Wave Basin Experiments Of Wave-Driven Hydrodynamics Over Submerged Coastal Structures And Artificial Reefs

Abstract

Submerged coastal structures, such as submerged breakwaters and artificial reefs, modify incident wave fields and alter a wide range of nearshore hydrodynamic processes. Submerged breakwaters are usually designed for a singular function of wave attenuation; whereas nature-based artificial reef structures aim to both attenuate wave energy while enhancing ecosystem services, including the creation of habitat for marine organisms and the promotion of biodiversity. However, to date the application of artificial reefs has remained more limited due to the poorer understanding of how reefs influence key nearshore processes that determine their effectiveness.

Existing research on submerged breakwaters has mostly focused on quantifying the wave transmission, which is ratio between the incident wave energy onshore and offshore of the reefs (e.g., van Gent 2023). The wave transmission coefficient has conventionally served as a primary design criterion related to the effectiveness of reefs in offering coastal protection. However, a meta-analysis of the shoreline response to constructed submerged breakwaters found that in the majority of cases erosion occurred in their lee (Ranasinghe and Turner., 2006), which demonstrates our limited knowledge on how reefs modify coastal processes.

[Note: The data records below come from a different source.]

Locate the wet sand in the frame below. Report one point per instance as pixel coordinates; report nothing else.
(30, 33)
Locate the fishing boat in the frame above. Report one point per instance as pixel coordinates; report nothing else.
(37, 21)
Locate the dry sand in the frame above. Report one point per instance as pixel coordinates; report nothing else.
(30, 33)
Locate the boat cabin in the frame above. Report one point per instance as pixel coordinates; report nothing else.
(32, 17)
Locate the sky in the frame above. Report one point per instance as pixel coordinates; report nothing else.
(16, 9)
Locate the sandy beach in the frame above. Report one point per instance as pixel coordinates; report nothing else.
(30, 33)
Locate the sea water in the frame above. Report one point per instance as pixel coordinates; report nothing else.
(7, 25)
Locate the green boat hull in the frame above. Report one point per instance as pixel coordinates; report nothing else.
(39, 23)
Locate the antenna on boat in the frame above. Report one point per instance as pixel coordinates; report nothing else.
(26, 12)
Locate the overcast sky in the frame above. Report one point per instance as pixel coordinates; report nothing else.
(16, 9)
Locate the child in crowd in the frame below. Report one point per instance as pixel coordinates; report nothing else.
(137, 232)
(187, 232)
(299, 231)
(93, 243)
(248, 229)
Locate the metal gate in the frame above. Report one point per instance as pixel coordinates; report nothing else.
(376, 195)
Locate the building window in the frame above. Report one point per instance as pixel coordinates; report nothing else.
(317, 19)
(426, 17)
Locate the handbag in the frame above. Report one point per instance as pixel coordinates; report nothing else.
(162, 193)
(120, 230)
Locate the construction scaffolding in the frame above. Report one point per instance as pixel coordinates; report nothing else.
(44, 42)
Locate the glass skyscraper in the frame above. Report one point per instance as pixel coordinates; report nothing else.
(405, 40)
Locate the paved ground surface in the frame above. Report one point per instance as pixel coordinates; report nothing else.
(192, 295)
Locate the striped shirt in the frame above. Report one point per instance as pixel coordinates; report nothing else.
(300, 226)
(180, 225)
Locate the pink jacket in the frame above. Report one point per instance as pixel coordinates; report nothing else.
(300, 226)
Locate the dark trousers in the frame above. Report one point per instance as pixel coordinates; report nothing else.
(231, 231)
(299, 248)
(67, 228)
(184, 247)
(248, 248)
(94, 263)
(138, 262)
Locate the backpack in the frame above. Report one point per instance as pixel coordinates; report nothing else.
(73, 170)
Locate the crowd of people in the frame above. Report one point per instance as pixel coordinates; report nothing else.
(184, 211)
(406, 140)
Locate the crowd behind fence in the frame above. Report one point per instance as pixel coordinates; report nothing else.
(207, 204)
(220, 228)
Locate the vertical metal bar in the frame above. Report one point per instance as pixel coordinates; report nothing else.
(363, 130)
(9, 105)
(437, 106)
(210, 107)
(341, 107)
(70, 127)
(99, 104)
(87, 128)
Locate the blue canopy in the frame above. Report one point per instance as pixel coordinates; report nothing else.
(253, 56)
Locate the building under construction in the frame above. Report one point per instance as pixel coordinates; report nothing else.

Wave-reef interactions can lead to the generation of mean (wave-averaged) currents and water levels (setup). Numerical modelling studies have found that two and four-cell mean circulation patterns can develop in response to changes to the wave field caused by submerged structures (Ranasinghe et al., 2006, da Silva et al., 2022). A two-cell circulation is characterized by diverging currents behind the reefs and at the shoreline, which could lead to an erosive shoreline. In contrast, a four-cell circulation is characterized by diverging currents in the immediate lee but converging currents at the shoreline, which would result in beach accretion. While these modelling studies advanced the understanding of how reefs influence shoreline hydrodynamics, the absence of comprehensive experimental observations replicating submerged coastal structures has hindered their rigorous validation.

Here we present the findings of an extensive set of 3D wave basin experiments that were designed to investigate the detailed wave-driven hydrodynamics around submerged coastal structures subject to a range of wave conditions, water levels and reef layouts.